Same thing goes with blogging.
Yes, money comes into my accounts in the middle of the night, or on weeks I’m on vacation, but there’s still a lot of work required to sustain the business:
- Writing new content
- Moderating comments
- Monitoring technical issues
- Complying with advertiser requests
- Answering emails
- Keeping up with social media
- And lots more!
With another full-time job, new family, and now a home, my time for these activities is quickly dwindling—and that’s frustrating because I want to stay focused on creating new valuable content for you and steering the direction of the blog for the future.

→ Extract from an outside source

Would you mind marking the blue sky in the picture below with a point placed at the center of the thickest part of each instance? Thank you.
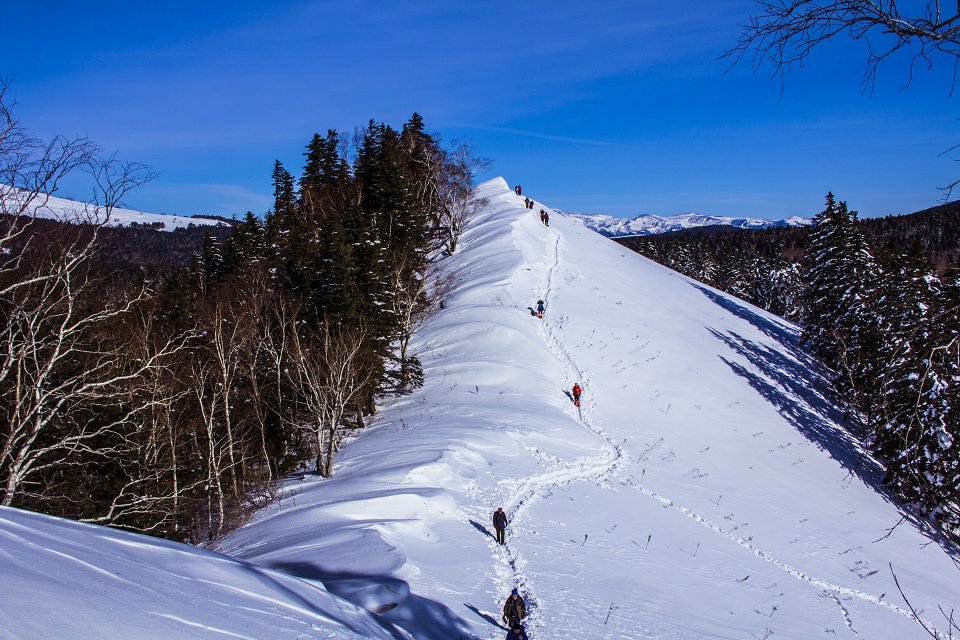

But despite my time crunch, I have high hopes for Money Under 30. I want it to become a valuable and referenceable online compendium of financial information for starting out in life. I want to carry its message into other mediums like books and TV. And I want to grow our community from thousands to tens to hundreds of thousands.
Along these lines, I have an exciting announcement I’m going to make tomorrow—the first step in continuing to move Money Under 30 forward. I can’t wait to share it!
Until then, I hope this peek behind the scenes of blog-as-a-business was interesting. If you read all of this, I’m guessing you’re interested in the topic…I’ll take specific questions in the comments if I can, although there are some things I’m gonna keep close…every business has its trade secrets!